The U.S. Supreme Court today took the minority view also.  In Arthur Andersen LLP v. Carlisle, No. 08-146 (U.S. May 4, 2009), six of the nine justices agreed that section 16(a)(1)(A) of the federal Arbitration Act controls.  It provides a right to a midstream appeal from "an order . . . refusing a stay of any action under section 3."  It thus allows anyone who loses a motion to stay a lawsuit pending arbitration to appeal right away:

By that provision’s clear and unambiguous terms, any litigant who asks for a stay under § 3 is entitled to an immediate appeal from denial of that motion—regardless of whether the litigant is in fact eligible for a stay.  Because each petitioner inthis case explicitly asked for a stay pursuant to § 3, App. 52, 54, 63, 65, the Sixth Circuit had jurisdiction to review the District Court’s denial.

Id., slip op. at 3.

But what of section 3 itself, which limits stayable actions to ones "referable to arbitration under an agreement in writing"?  The majority of the courts of appeals read section 3 to bar relief if the losing party didn't bind itself to "an agreement in writing" and instead argued that equitable estoppel allowed it to enforce the clause against one who did so bind himself.  Justice Scalia, writing for the Court, would have none of it:

Respondents argue that, as a matter of federal law, claims to arbitration by nonparties are not "referable to arbitration under an agreement in writing . . . because they seek to bind a signatory to an arbitral obligation beyond that signatory's strictly contractual obligation to arbitrate," Brief for Respondents 26. Perhaps that would be true if § 3 mandated stays only for disputes between parties to a written arbitration agreement.
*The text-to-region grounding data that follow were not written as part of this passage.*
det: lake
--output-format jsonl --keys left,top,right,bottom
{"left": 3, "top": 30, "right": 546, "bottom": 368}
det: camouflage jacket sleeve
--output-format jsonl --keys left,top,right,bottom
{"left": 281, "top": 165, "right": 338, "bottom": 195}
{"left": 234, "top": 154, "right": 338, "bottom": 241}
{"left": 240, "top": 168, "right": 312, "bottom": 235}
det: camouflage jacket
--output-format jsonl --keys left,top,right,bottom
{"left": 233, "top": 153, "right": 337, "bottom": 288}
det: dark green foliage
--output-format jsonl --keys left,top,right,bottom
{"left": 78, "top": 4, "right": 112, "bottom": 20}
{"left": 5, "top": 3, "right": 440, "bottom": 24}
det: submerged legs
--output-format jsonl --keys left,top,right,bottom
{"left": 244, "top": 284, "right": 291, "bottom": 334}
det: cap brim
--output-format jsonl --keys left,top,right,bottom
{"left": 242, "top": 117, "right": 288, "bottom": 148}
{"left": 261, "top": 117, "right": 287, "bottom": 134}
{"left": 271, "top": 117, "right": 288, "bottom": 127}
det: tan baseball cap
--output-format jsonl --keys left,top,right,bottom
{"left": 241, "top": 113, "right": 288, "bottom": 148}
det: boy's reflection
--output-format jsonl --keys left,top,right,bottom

But that is not what the statute says. It says that stays are required if the claims are "referable to arbitration under an agreement in writing." If a written arbitration provision is made enforceable against (or for the benefit of) a third party under state contract law, the statute’s terms are fulfilled.

Id. at 7 (emphasis in original).

Justice Souter wrote a dissent, in which Chief Justice Roberts and Justice Stevens joined.